OpaqueElementsAttr is technical debt from the very early days of MLIR, before I transformed ElementsAttr into an interface and when it was more difficult for dialects to define their own attributes. At present this attribute has no real value aside from being a convenient mechanism for eliding other ElementsAttr. IMHO we should delete it. The only user (that I know of) is TensorFlow, but that is merely because it has used this attribute since the beginning (i.e. years ago). Users today wouldn’t use OpaqueElementsAttr, and instead would/should go with the more ergonomic, maintainable, and usable approach of defining their own.
This thing doesn’t pay for itself, and I struggle to see a path to where it does (given ElementsAttr is an interface). Does anybody have serious concerns about getting rid of it? I’ve uploaded a patch here: ⚙ D129917 [mlir] Remove OpaqueElementsAttr
None. Thank you for cleaning up this early days debt.
Nice – love that it now prints elided attrs as splats so the IR is actually “real” and can be run through flows.
It’s interesting because I see this exactly as a regression right now (and I mean, if it was desired behavior it could have been the case from the beginning)
Yes, it is a fairly “dangerous” thing. Also splats are not the same as dense elements: various code paths do micro-optimize on that.
(but agreed with the convenience factor: just wary that this does actually change the behavior of the compiler)
This is a big sticking point for me though, given that by changing DenseElementsAttr to something else we are already changing the behavior of the compiler (and potentially creating verification errors). No one should expect elided elements to work the same way as non-elided.
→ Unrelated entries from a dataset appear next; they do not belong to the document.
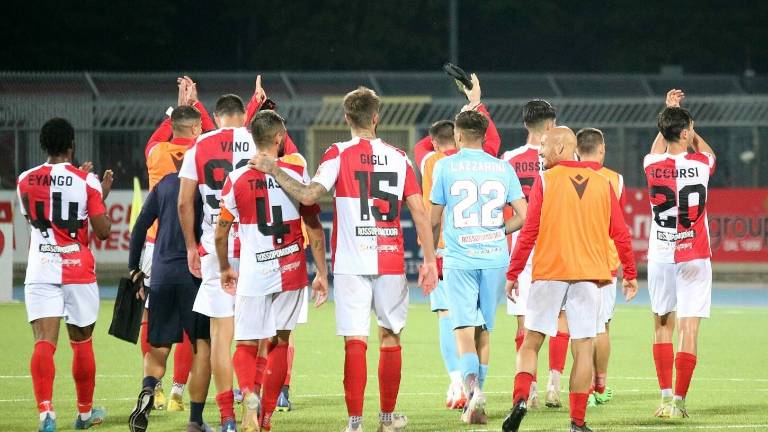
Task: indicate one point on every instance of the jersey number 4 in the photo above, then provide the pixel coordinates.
(39, 220)
(492, 193)
(683, 209)
(277, 229)
(369, 184)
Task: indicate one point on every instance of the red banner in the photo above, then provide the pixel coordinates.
(738, 224)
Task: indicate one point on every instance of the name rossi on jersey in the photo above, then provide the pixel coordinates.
(278, 253)
(377, 232)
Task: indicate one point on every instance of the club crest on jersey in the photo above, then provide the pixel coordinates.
(376, 232)
(278, 253)
(580, 184)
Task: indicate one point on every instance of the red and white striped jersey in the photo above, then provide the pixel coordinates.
(527, 165)
(272, 257)
(677, 186)
(209, 162)
(57, 200)
(371, 179)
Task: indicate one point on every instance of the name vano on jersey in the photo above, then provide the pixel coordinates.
(57, 200)
(209, 162)
(677, 187)
(371, 178)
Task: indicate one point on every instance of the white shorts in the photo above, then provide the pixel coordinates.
(304, 312)
(260, 317)
(582, 307)
(685, 287)
(146, 262)
(608, 299)
(355, 296)
(77, 303)
(211, 299)
(518, 307)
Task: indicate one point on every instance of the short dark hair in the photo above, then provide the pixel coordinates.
(229, 105)
(472, 122)
(536, 111)
(264, 126)
(184, 113)
(360, 105)
(57, 136)
(672, 121)
(588, 139)
(441, 131)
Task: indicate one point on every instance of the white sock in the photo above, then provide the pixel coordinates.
(554, 381)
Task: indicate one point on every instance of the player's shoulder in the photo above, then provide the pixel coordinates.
(516, 152)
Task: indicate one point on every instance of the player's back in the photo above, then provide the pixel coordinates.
(475, 188)
(213, 157)
(272, 255)
(58, 200)
(677, 187)
(573, 238)
(527, 165)
(371, 179)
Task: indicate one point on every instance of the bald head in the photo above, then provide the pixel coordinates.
(557, 144)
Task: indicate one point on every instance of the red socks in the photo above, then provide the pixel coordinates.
(558, 350)
(664, 357)
(84, 373)
(43, 371)
(685, 363)
(277, 367)
(390, 365)
(245, 364)
(355, 376)
(578, 407)
(522, 390)
(226, 401)
(291, 352)
(144, 338)
(519, 340)
(182, 360)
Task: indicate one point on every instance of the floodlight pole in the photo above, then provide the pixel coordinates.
(453, 33)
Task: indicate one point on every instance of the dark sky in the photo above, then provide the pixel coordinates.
(495, 35)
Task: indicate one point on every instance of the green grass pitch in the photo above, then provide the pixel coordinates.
(729, 389)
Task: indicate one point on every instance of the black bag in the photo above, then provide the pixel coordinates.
(126, 316)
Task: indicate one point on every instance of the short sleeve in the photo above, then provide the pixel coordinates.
(95, 200)
(188, 167)
(228, 200)
(328, 169)
(514, 190)
(411, 186)
(437, 196)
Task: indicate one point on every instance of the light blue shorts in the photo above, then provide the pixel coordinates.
(474, 295)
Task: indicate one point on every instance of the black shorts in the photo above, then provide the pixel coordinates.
(171, 314)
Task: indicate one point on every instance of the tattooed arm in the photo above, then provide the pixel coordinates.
(305, 194)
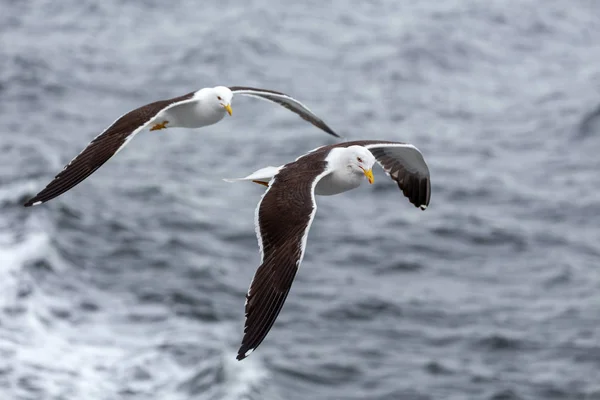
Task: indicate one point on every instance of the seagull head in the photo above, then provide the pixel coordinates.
(361, 161)
(223, 96)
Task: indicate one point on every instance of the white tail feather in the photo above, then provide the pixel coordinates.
(262, 175)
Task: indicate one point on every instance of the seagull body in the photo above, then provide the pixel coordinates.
(193, 110)
(287, 208)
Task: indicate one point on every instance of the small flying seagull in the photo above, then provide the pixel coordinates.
(287, 208)
(193, 110)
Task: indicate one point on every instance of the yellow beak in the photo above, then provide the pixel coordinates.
(369, 175)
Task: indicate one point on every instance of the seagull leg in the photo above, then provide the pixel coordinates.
(162, 125)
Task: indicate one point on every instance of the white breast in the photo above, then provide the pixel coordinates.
(193, 115)
(338, 182)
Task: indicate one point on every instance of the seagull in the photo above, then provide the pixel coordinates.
(287, 208)
(193, 110)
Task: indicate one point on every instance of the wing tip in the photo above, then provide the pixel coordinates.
(243, 354)
(32, 202)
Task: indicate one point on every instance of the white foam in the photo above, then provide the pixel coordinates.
(14, 192)
(244, 378)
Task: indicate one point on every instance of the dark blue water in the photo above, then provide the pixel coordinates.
(131, 286)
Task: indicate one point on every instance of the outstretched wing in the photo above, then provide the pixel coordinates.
(283, 218)
(286, 101)
(105, 146)
(404, 163)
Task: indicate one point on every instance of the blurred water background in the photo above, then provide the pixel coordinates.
(131, 286)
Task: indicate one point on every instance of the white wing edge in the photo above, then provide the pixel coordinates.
(304, 235)
(264, 96)
(134, 132)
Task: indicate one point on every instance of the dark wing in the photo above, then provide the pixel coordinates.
(283, 219)
(404, 163)
(286, 101)
(103, 147)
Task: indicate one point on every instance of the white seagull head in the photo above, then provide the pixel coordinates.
(361, 161)
(223, 96)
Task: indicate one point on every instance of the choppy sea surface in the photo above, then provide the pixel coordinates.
(131, 285)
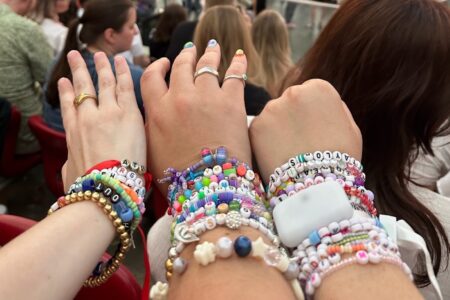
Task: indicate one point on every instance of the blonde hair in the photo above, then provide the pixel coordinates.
(227, 26)
(271, 39)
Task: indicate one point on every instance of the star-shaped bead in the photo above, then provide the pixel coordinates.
(259, 248)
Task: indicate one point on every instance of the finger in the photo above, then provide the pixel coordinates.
(124, 87)
(234, 87)
(211, 59)
(106, 80)
(82, 82)
(182, 76)
(66, 96)
(153, 84)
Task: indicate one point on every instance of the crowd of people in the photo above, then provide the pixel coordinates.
(372, 91)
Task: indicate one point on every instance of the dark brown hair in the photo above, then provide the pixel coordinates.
(171, 17)
(389, 60)
(98, 16)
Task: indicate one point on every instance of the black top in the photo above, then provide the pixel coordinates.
(182, 34)
(255, 99)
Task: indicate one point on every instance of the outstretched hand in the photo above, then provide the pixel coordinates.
(192, 114)
(111, 129)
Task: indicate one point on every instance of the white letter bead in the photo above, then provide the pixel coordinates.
(318, 155)
(221, 218)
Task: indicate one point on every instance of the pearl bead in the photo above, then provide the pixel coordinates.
(292, 271)
(242, 246)
(224, 247)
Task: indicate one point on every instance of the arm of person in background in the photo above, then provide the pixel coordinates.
(140, 58)
(55, 256)
(38, 53)
(312, 117)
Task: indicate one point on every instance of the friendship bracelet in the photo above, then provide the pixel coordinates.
(103, 270)
(207, 252)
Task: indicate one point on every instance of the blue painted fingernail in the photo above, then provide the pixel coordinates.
(188, 45)
(212, 43)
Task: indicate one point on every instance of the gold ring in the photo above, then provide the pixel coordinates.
(81, 97)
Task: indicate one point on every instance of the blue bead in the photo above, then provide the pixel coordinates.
(88, 185)
(242, 246)
(188, 194)
(124, 212)
(198, 185)
(314, 237)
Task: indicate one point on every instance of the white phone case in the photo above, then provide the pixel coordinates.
(310, 209)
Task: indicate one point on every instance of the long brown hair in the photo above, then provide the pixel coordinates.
(226, 24)
(271, 39)
(389, 60)
(98, 16)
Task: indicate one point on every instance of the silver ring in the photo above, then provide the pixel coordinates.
(206, 70)
(242, 77)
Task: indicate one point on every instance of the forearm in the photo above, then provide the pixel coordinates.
(54, 257)
(381, 281)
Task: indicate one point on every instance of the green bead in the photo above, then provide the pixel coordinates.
(181, 199)
(234, 205)
(206, 181)
(228, 172)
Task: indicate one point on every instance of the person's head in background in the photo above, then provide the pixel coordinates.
(20, 7)
(271, 39)
(106, 25)
(44, 9)
(227, 26)
(171, 17)
(389, 60)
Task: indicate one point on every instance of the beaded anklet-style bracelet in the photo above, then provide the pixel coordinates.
(207, 252)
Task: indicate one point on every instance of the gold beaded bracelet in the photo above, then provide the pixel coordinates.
(125, 241)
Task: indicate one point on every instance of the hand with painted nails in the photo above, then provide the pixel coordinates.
(306, 118)
(195, 111)
(110, 129)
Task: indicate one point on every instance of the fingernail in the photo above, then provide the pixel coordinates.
(188, 45)
(212, 43)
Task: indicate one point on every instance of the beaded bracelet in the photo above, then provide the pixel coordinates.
(113, 188)
(102, 271)
(361, 258)
(294, 176)
(206, 253)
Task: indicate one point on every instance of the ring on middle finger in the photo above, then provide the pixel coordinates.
(206, 70)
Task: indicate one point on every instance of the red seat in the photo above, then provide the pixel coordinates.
(12, 164)
(54, 152)
(121, 285)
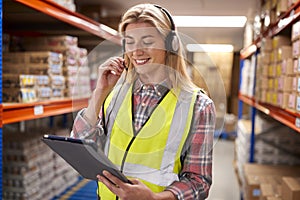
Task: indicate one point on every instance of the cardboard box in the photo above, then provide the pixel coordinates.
(33, 57)
(256, 174)
(296, 48)
(297, 66)
(290, 188)
(279, 41)
(296, 31)
(49, 43)
(287, 67)
(284, 52)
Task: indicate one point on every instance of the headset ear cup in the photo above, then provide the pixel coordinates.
(123, 46)
(172, 42)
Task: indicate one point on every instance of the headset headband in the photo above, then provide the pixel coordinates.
(167, 13)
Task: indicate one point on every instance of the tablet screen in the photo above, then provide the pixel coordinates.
(83, 156)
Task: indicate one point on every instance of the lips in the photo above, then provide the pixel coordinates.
(141, 61)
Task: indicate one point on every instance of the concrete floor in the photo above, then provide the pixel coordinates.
(225, 183)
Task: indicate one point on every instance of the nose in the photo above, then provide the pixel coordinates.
(138, 52)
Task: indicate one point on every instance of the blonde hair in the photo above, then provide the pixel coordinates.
(153, 15)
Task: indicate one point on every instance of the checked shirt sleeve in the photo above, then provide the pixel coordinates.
(195, 178)
(83, 130)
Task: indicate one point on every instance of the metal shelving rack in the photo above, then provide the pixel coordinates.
(17, 112)
(286, 117)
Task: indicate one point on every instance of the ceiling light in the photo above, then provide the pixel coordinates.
(209, 47)
(210, 21)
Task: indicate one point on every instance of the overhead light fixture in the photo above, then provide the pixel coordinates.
(209, 47)
(210, 21)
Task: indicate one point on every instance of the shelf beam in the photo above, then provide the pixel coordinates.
(284, 116)
(17, 112)
(73, 18)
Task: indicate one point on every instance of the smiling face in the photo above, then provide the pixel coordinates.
(145, 47)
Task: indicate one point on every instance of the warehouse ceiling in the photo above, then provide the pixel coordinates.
(234, 36)
(19, 19)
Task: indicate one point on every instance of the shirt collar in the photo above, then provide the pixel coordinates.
(160, 88)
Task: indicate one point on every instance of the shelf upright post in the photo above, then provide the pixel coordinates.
(253, 113)
(240, 106)
(1, 107)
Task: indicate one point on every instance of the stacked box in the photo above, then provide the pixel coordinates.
(28, 165)
(28, 73)
(276, 78)
(260, 178)
(75, 65)
(275, 144)
(294, 98)
(290, 188)
(77, 73)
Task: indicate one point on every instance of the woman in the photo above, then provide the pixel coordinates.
(158, 125)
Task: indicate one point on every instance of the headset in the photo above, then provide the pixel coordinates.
(171, 41)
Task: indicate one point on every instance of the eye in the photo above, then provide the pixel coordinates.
(148, 41)
(129, 41)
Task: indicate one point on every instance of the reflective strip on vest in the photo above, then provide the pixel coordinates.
(172, 131)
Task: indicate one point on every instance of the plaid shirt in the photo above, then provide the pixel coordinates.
(195, 178)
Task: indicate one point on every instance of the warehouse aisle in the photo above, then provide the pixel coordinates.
(225, 185)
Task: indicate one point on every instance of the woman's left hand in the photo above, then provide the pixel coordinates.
(126, 191)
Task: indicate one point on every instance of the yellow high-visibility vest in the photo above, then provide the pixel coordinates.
(153, 154)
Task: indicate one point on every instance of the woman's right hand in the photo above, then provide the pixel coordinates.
(109, 73)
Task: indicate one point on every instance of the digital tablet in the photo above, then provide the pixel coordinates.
(83, 156)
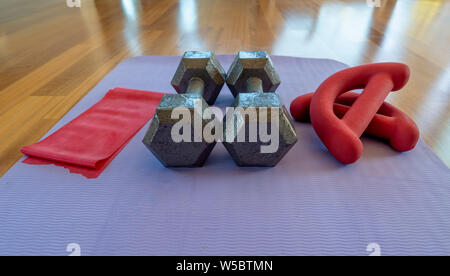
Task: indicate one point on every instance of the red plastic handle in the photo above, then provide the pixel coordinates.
(342, 136)
(389, 123)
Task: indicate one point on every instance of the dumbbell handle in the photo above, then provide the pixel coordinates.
(254, 84)
(196, 86)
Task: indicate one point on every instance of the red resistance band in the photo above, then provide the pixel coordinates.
(87, 144)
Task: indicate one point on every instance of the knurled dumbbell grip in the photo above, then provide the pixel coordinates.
(196, 86)
(254, 84)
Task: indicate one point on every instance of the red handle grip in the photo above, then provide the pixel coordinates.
(341, 136)
(389, 123)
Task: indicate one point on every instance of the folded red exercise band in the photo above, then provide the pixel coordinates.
(87, 144)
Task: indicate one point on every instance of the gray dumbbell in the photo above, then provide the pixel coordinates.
(251, 76)
(199, 77)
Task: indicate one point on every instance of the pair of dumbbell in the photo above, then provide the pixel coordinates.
(199, 79)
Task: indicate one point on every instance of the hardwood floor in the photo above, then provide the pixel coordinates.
(52, 55)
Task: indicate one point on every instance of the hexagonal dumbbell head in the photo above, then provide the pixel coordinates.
(159, 138)
(249, 153)
(202, 64)
(252, 64)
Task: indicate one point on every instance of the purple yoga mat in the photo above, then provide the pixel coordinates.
(308, 204)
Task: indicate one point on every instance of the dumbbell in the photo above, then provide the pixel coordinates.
(252, 79)
(198, 79)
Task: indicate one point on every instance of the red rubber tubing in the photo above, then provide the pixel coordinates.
(389, 123)
(342, 136)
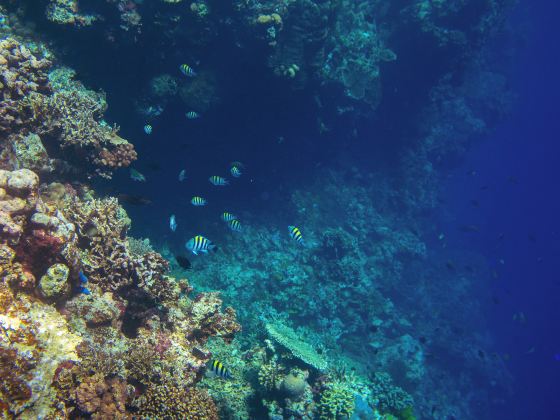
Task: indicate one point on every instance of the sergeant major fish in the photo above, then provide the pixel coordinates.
(187, 70)
(218, 180)
(137, 176)
(235, 225)
(218, 369)
(198, 201)
(200, 244)
(236, 169)
(172, 223)
(192, 115)
(296, 235)
(227, 217)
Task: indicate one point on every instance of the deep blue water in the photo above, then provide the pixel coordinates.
(519, 163)
(507, 183)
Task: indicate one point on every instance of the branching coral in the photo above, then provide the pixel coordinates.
(337, 401)
(206, 319)
(69, 118)
(102, 398)
(177, 403)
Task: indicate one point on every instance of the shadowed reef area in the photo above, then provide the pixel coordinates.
(341, 118)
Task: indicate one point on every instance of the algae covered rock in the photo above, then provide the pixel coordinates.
(54, 284)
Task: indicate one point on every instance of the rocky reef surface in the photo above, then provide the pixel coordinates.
(90, 326)
(97, 324)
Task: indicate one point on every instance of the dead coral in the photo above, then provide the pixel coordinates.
(176, 403)
(206, 319)
(102, 398)
(73, 117)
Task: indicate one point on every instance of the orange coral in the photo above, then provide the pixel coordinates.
(101, 398)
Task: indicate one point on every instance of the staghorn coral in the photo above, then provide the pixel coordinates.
(32, 114)
(66, 12)
(288, 338)
(176, 403)
(337, 401)
(387, 396)
(73, 116)
(207, 320)
(102, 226)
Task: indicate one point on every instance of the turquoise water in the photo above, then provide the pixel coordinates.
(388, 169)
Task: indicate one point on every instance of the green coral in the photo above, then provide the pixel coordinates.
(288, 338)
(337, 402)
(54, 284)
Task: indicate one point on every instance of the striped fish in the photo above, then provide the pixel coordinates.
(235, 225)
(218, 180)
(227, 217)
(187, 70)
(200, 244)
(235, 171)
(296, 235)
(198, 201)
(218, 369)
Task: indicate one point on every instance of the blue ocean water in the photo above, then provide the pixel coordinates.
(427, 284)
(519, 214)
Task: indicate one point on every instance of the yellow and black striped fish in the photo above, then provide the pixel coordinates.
(227, 217)
(235, 225)
(200, 244)
(187, 70)
(296, 235)
(192, 115)
(198, 201)
(220, 370)
(218, 180)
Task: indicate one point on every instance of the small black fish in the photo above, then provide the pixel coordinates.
(135, 200)
(183, 262)
(154, 166)
(469, 228)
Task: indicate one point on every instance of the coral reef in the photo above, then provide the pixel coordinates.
(176, 403)
(288, 338)
(53, 232)
(34, 115)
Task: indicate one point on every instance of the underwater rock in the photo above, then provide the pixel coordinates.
(54, 284)
(95, 310)
(288, 338)
(294, 386)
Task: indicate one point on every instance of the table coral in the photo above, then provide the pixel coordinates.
(288, 338)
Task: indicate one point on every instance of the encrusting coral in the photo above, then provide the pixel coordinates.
(134, 322)
(68, 117)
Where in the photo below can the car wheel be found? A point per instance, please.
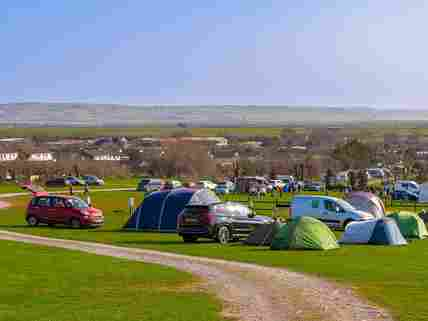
(346, 223)
(189, 238)
(32, 221)
(223, 235)
(75, 223)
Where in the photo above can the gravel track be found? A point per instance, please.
(249, 292)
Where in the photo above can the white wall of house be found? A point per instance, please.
(4, 157)
(41, 157)
(108, 157)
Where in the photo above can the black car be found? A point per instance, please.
(222, 222)
(405, 196)
(57, 182)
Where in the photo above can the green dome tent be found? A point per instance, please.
(304, 233)
(410, 224)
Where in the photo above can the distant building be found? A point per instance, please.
(107, 155)
(7, 155)
(41, 155)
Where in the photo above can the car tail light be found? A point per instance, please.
(207, 217)
(180, 219)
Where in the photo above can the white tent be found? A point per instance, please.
(358, 232)
(423, 194)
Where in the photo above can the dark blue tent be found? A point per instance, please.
(159, 210)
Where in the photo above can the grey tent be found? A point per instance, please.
(263, 234)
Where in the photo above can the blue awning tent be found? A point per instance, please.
(159, 210)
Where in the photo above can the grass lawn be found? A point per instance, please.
(49, 284)
(394, 277)
(12, 187)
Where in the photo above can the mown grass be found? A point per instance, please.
(12, 187)
(394, 277)
(50, 284)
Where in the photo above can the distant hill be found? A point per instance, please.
(77, 114)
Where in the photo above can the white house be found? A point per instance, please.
(8, 155)
(108, 155)
(41, 156)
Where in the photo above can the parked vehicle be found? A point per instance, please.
(225, 188)
(207, 185)
(286, 179)
(405, 196)
(150, 185)
(93, 180)
(222, 222)
(313, 187)
(57, 182)
(276, 183)
(172, 184)
(335, 212)
(410, 186)
(72, 211)
(258, 189)
(72, 180)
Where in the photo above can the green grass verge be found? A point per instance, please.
(50, 284)
(394, 277)
(12, 187)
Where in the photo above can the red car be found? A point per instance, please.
(72, 211)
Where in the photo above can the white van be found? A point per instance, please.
(334, 212)
(410, 186)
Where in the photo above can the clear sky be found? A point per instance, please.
(297, 52)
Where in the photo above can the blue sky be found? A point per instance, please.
(296, 52)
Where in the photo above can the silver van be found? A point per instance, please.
(334, 212)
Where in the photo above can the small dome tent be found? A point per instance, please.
(367, 202)
(383, 231)
(263, 234)
(423, 193)
(410, 224)
(304, 233)
(159, 210)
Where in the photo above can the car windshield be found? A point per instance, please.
(77, 203)
(345, 205)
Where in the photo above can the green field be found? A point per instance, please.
(12, 187)
(373, 131)
(50, 284)
(394, 277)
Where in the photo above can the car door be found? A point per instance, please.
(242, 222)
(43, 208)
(58, 210)
(329, 214)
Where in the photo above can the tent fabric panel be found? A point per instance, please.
(358, 232)
(305, 233)
(281, 239)
(151, 211)
(313, 234)
(174, 205)
(263, 234)
(410, 225)
(423, 194)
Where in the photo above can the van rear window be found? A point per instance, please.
(315, 203)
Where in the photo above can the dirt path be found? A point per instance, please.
(249, 292)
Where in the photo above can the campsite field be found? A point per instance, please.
(394, 277)
(12, 187)
(45, 284)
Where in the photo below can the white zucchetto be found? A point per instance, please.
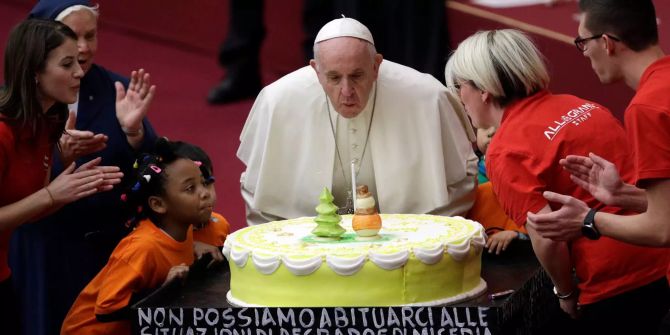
(344, 27)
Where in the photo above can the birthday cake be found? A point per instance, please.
(416, 260)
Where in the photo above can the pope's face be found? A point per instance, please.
(347, 70)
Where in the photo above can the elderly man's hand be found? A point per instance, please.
(132, 105)
(594, 174)
(75, 144)
(564, 224)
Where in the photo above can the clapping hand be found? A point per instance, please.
(75, 144)
(90, 178)
(594, 174)
(132, 104)
(564, 224)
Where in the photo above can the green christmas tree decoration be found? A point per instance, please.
(327, 220)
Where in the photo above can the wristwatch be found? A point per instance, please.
(563, 296)
(589, 229)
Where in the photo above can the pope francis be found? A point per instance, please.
(352, 115)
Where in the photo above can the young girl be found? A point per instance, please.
(208, 236)
(215, 230)
(167, 195)
(41, 76)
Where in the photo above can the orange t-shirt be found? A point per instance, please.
(214, 232)
(487, 211)
(522, 162)
(139, 263)
(647, 121)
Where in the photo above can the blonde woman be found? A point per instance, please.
(502, 81)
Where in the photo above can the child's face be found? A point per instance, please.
(187, 198)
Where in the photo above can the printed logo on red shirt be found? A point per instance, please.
(575, 116)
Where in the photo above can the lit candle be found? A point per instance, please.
(353, 182)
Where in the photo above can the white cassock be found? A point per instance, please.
(420, 146)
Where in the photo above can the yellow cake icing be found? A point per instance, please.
(419, 260)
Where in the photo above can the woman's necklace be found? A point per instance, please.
(349, 205)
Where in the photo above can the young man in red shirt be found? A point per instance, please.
(620, 38)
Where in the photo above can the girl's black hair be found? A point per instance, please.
(148, 179)
(28, 48)
(195, 153)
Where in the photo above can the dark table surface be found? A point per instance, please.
(208, 288)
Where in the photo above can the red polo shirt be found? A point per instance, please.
(522, 162)
(647, 120)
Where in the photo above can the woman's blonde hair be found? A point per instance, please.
(504, 63)
(67, 11)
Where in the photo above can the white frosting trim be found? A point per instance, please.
(390, 261)
(345, 266)
(239, 257)
(459, 251)
(429, 255)
(266, 264)
(226, 249)
(475, 292)
(479, 241)
(302, 267)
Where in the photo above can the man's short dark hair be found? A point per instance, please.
(632, 21)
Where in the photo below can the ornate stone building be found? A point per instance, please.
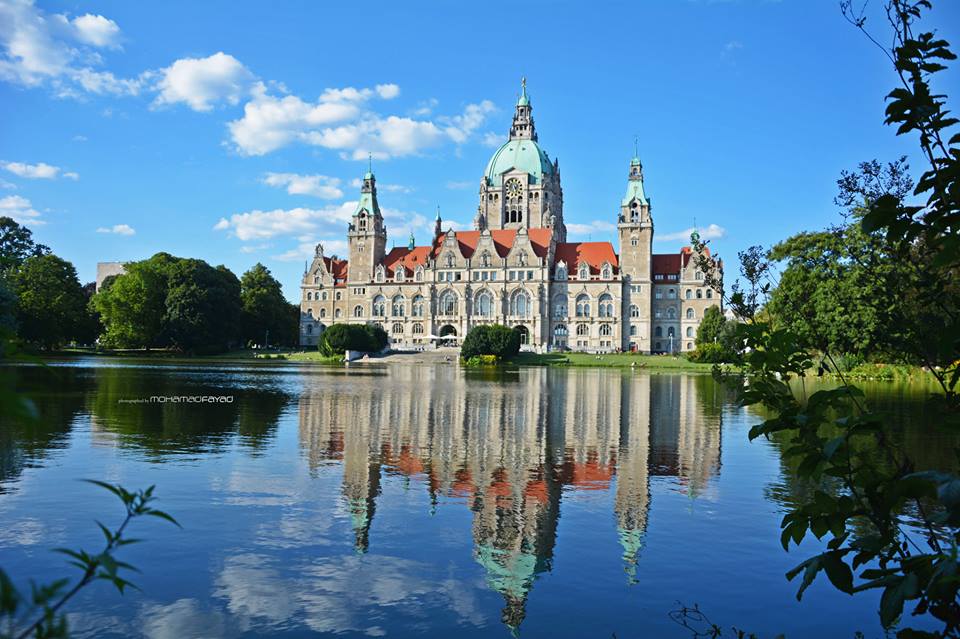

The big thing here I guess, is what the actual desired behavior on elision is. We are currently making tradeoffs of what is acceptable to be broken and what isn’t, but we shouldn’t pretend that any solution we come up with will be correct in all forms.
I guess I’m more just calling out that before, the IR was syntactically valid but in all likelihood, unless if manipulating it further, it wouldn’t actually be usable in place of the original. From one perspective, that is a feature. From the other perspective, it is sure convenient that it now most likely does “something”, but we are left with that “something” being undefined and a potential footgun (i.e. I expect that folks will now go out and use this flag to produce versions of IR for some kind of benchmarking in cases where they “don’t care about the values”).
Just something to keep in mind. I’m not sure what the answer is or that there is a real issue.